Scott Shetler of PopCrush said: "Guetta wisely avoids the synth loops on the mid-tempo track 'Repeat' and instead lets Jessie J show off her voice: "I wanna know was I the one, or just the chick on the side? / I gave it all, broke it down my walls, don't you dare say I didn't try." An infectious hook makes 'Repeat' one of the most fun-sounding breakup songs we can remember." Digital Spy's Robert Copsey gave a review: "A combination of a chill melody, emotional vocals, and a more progressive tune make this a first for Guetta. "Repeat" reminds us a little of "When Love Takes Over", not as big room but same sort of transition.

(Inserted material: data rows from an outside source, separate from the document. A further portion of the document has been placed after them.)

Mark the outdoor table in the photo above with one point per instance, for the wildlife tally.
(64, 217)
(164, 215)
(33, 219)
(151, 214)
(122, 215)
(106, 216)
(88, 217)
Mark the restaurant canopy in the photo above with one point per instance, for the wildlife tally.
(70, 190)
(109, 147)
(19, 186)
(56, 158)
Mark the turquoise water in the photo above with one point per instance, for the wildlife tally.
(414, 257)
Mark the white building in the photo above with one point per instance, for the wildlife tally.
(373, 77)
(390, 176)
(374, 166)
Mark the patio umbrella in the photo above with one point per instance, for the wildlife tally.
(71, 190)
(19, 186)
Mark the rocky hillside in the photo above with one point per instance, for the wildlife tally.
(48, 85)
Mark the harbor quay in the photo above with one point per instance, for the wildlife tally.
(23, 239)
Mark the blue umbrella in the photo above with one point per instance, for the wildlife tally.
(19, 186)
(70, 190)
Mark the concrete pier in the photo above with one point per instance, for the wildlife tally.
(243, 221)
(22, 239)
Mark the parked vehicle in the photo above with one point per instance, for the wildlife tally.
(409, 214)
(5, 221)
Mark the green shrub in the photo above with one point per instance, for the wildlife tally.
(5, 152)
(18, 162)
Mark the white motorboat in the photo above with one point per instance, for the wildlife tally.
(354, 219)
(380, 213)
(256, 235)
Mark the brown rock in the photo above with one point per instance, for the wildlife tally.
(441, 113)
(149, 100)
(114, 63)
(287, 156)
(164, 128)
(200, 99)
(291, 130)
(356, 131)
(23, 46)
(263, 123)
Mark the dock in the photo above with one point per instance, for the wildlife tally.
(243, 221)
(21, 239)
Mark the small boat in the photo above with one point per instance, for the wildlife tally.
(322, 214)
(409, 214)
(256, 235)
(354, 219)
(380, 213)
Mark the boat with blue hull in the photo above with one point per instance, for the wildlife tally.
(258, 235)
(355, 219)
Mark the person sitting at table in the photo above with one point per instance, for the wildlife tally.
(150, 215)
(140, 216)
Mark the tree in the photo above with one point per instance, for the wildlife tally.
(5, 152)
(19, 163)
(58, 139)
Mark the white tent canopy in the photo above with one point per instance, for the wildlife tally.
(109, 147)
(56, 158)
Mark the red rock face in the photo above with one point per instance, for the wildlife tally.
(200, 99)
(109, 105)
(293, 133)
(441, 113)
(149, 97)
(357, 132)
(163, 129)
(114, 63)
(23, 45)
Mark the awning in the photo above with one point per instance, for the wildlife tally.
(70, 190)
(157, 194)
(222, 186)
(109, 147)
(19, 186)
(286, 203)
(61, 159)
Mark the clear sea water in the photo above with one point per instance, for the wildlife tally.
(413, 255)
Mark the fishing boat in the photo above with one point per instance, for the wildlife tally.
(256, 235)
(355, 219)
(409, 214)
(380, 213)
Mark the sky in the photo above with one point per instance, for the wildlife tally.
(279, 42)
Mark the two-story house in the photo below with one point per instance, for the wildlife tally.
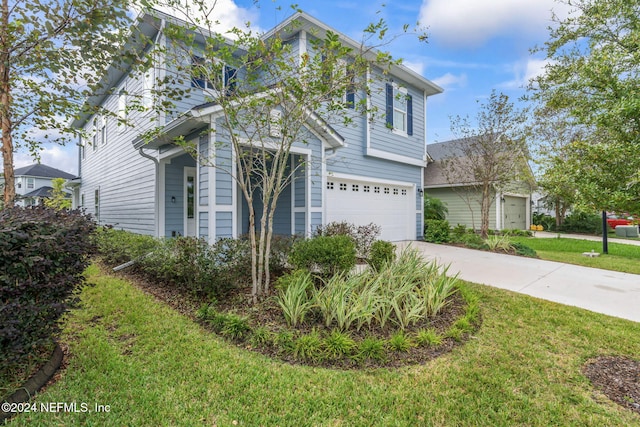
(34, 183)
(365, 172)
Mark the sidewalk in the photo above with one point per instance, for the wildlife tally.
(608, 292)
(549, 235)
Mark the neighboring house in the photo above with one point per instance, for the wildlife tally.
(371, 172)
(513, 207)
(34, 183)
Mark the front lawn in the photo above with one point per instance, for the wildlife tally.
(154, 366)
(621, 257)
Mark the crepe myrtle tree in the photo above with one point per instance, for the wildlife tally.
(268, 98)
(488, 156)
(593, 78)
(51, 53)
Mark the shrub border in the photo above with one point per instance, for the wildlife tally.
(36, 382)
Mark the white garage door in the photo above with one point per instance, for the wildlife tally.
(392, 207)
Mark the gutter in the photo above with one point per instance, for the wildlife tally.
(156, 163)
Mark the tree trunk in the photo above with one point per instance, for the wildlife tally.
(5, 109)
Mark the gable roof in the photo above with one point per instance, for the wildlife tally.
(150, 24)
(45, 191)
(434, 173)
(42, 171)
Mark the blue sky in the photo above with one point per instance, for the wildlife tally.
(474, 47)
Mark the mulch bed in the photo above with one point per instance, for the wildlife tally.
(267, 314)
(618, 378)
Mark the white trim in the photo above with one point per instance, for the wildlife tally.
(373, 152)
(370, 179)
(162, 227)
(211, 153)
(169, 154)
(186, 172)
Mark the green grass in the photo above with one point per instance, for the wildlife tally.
(621, 257)
(155, 367)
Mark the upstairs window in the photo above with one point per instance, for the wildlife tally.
(399, 109)
(200, 77)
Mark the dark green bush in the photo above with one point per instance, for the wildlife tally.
(118, 246)
(43, 253)
(363, 235)
(327, 255)
(547, 221)
(382, 252)
(434, 208)
(436, 231)
(524, 250)
(582, 222)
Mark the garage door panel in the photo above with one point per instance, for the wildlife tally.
(361, 203)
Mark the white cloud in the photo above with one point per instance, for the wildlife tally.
(225, 14)
(60, 157)
(524, 71)
(449, 81)
(470, 23)
(418, 67)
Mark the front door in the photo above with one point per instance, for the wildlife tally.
(190, 201)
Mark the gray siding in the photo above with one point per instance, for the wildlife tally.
(203, 175)
(461, 212)
(125, 179)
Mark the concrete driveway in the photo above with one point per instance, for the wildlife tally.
(602, 291)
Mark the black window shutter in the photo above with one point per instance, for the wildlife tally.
(409, 115)
(390, 105)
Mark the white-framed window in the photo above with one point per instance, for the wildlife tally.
(122, 103)
(399, 109)
(275, 120)
(148, 83)
(96, 204)
(95, 133)
(200, 76)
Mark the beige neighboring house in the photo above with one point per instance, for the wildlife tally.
(34, 183)
(513, 207)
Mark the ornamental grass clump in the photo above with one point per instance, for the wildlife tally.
(293, 296)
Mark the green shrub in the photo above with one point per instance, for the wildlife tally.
(293, 296)
(458, 232)
(473, 241)
(524, 250)
(235, 327)
(382, 252)
(117, 247)
(309, 347)
(43, 254)
(339, 344)
(400, 342)
(428, 338)
(436, 231)
(547, 221)
(582, 222)
(373, 349)
(434, 208)
(363, 236)
(328, 255)
(499, 243)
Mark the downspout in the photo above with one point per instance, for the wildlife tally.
(156, 197)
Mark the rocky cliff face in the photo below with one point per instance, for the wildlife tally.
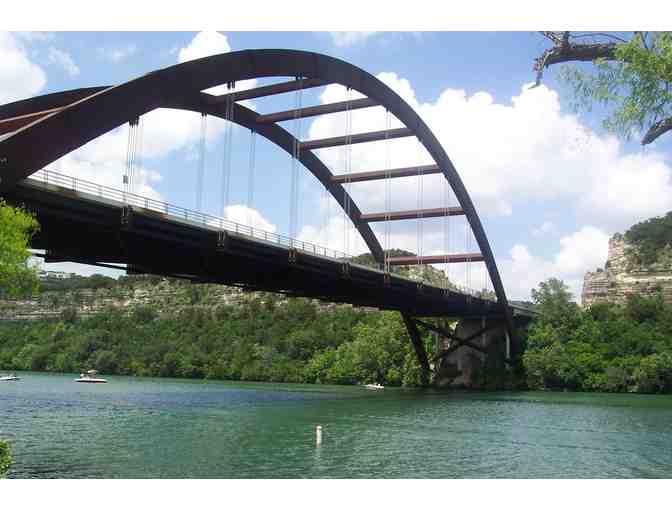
(623, 275)
(165, 295)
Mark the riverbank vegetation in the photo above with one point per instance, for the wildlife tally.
(608, 347)
(270, 338)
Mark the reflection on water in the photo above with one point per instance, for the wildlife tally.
(151, 428)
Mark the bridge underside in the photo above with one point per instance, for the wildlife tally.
(93, 232)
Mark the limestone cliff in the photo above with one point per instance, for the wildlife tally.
(624, 274)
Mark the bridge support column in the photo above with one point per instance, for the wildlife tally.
(419, 347)
(477, 348)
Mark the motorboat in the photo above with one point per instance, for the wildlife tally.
(90, 377)
(374, 386)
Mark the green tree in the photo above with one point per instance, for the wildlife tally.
(554, 303)
(631, 76)
(17, 227)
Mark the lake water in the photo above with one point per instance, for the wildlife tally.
(155, 428)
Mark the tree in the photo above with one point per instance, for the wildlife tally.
(554, 303)
(633, 77)
(17, 277)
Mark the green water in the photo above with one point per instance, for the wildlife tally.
(151, 428)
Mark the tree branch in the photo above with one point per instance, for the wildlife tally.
(659, 128)
(567, 52)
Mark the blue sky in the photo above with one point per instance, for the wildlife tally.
(550, 186)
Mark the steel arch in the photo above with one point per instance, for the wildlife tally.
(99, 110)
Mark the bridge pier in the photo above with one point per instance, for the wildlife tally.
(475, 348)
(419, 347)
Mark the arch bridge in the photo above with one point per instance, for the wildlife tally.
(89, 223)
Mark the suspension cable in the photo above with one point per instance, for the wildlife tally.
(347, 151)
(250, 182)
(467, 271)
(446, 233)
(326, 206)
(420, 223)
(296, 156)
(388, 193)
(131, 149)
(138, 158)
(226, 154)
(201, 163)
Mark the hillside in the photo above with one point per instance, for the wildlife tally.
(639, 263)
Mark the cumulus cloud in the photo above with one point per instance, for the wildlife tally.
(64, 60)
(582, 251)
(349, 38)
(508, 154)
(118, 54)
(19, 76)
(547, 228)
(205, 44)
(248, 216)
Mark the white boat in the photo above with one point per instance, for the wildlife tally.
(90, 377)
(374, 386)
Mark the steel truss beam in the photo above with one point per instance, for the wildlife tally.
(392, 173)
(312, 111)
(438, 212)
(269, 90)
(435, 259)
(107, 108)
(371, 136)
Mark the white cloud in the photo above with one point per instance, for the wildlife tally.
(547, 228)
(582, 251)
(63, 60)
(507, 155)
(208, 43)
(19, 77)
(204, 44)
(244, 215)
(350, 38)
(118, 54)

While the vocals of Jessie J are pleasant, they don't lead us to believe that this will be any sort of genre transcending track."

== Chart performance ==
In the United Kingdom, "Repeat" peaked at number 108 on the UK Singles Chart on 9 October 2011. It also charted on the Europe Top 100, where it peaked at number sixty-nine.

== Credits and personnel ==
Credits adapted from the album's liner notes.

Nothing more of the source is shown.